This repo contains my code for DataTalkClub's DE Zoomcamp Project (project assignment here).
A huge thanks to DataTalks Club Team for creating this great DE Zoompcamp!!
This project aims to create a data pipeline that processes data that will help answer the following questions:
- Which food products are most wasted in Brooklyn?
- Which kind of food is wasted the most? (ready-to-eat, perishable, packaged or shelf stable)
The dataset can be found here, it contains data used to research the relationship between food waste and the date labels found on those wasted food items. The data was collected by picking up items directly from retailer trash piles at random in the Downtown Brooklyn neighborhood in New York City.
Techonologies used for the project:
- Cloud: GCP
- Infrastructure as code (IaC): Terraform
- Workflow orchestration: Airflow
- Data Wareshouse: BigQuery
- Batch processing: Spark
- Containerization: Docker
The dashboard can be found here. In case the data is not showing it means the free credits in my Google Cloud account are over, then please consult image bellow. This dashboard allows some conclusions on the data such as:
- The most wasted food product are yogurts.
- The average price of wasted products is approximatly $5.57.
- The majority of produtcs is collected on expiration date day, however some are wasted before that date.
- Around 60% of wasted food products are perishable.
For recreating this project please follow the instructions bellow.
The dataset used for this project is from Kaggle, so in order to download it we need to use Kaggle API and pass env variables to docker.
- Create a Kaggle account here.
- Log in to your account, navigate to account settings and create a new API Token:
- A json file called
kaggle.json
containing your credentials will be downloaded. Please save it under~/.kaggle/kaggle.json
.
For this project a free GCP account is all you need.
- Create an account with your Google email ID
- Setup your first project if you haven't already
- eg. "dtc-project-ritaafranco"
- Copy the project id to the Docker Compose file, changing both variables as shown bellow (lines 70 and 71).
GCP_PROJECT_ID: '<your-gcp-project-id>'
GCP_GCS_BUCKET: 'dtc-project-data_<your-gcp-project-id>'
-
Setup service account & authentication for this project
- Grant
Viewer
role to begin with. - Download service-account-keys (.json) for auth. And save it under
~/.google/credentials/google_credentials.json
- Grant
-
IAM Roles for Service account:
- Go to the IAM section of IAM & Admin https://console.cloud.google.com/iam-admin/iam
- Click the Edit principal icon for your service account.

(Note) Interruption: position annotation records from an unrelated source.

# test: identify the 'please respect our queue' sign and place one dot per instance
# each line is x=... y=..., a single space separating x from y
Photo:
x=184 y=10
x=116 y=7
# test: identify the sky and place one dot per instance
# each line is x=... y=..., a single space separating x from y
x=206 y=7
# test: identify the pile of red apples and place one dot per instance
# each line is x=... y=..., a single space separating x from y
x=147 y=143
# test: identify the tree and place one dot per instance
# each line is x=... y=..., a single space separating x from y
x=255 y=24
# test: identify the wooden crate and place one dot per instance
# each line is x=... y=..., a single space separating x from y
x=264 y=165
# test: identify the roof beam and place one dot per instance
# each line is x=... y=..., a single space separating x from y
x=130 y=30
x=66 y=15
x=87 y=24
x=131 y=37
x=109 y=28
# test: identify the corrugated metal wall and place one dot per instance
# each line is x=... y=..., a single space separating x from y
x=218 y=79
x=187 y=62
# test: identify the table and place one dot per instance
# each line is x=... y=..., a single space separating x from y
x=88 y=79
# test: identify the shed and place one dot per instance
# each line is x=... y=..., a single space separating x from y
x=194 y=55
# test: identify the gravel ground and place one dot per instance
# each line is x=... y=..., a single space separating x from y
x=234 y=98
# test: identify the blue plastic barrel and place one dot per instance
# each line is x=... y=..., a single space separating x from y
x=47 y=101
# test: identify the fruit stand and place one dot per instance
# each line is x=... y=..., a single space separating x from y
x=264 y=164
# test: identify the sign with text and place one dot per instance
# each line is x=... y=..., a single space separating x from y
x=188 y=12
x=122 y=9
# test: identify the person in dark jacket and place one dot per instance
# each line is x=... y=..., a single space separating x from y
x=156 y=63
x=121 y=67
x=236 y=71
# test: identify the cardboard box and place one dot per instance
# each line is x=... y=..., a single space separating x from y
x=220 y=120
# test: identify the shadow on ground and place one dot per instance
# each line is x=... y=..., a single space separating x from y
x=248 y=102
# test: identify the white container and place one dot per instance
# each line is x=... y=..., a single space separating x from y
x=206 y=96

- Add these roles in addition to Viewer : Storage Admin + Storage Object Admin + BigQuery Admin
-
Enable these APIs for your project:
Terraform is being used to create the insfrastructure inside GCP project. For that run the following commands on your terminal:
- Go to terraform folder:
cd ~/dtc-project-brooklyn-food-waste/01_terraform
- Init terraform
terraform init
- Run terraform plan to check if all changes are acording to plan.
terraform plan -var="project=<your-gcp-project-id>"
- Run terraform apply to enforce the changes.
terraform apply -var="project=<your-gcp-project-id>"
Wait for the command to complete and then move on to Airflow!
After the work is done, you can use terraform destroy
to delete the services created and avoid costs on any running services.
Airflow is orchestraing the whole data pipeline: data ingestion to data lake, data transformation and data storage in the data warehouse. To run Airflow you need docker compose
and run the following commands on your terminal:
- Navigate to airflow folder:
cd ~/dtc-project-brooklyn-food-waste/02_airfow
- Build de image:
docker compose build
- Initiate airflow
docker compose up -d
After the containers are up navigate to localhost:8080 and log in to airflow. You should be able to see 3 DAGs that are paused. Please enable all 3. Wait for them to start, just refresh the page. Do not trigger them manually.. DAGs will be triggered automatically once the previous one is finnished.
data_ingestion_to_gcs
: first DAG, fetches data from kaggle and stores it in the Data Lake (GCS bucket). Triggersprocess-food-waste-data
DAG.process-food-waste-data
: second DAG, processed all data using Spark, and stores it in the bucket. Triggersdata_to_dw_bq
DAG.data_to_dw_bq
: final DAG, fetches the processed data from the Data Lake and creates the Big Query (data warehouse) tables.
Once the pipeline is completed you can create a Data Studio report to check the data.
You can now create a new report and add the recently created Big Query tables as your data source.
- Add complementary data to make the analysis more interesting, eg: CO2 emissions produced by this food waste.
- Adjust data schema to create an optimized data model for the dashboard.
- Run Spark on GCP instead of inside Airflow Container. And then use Airflow to trigger that spark cluster.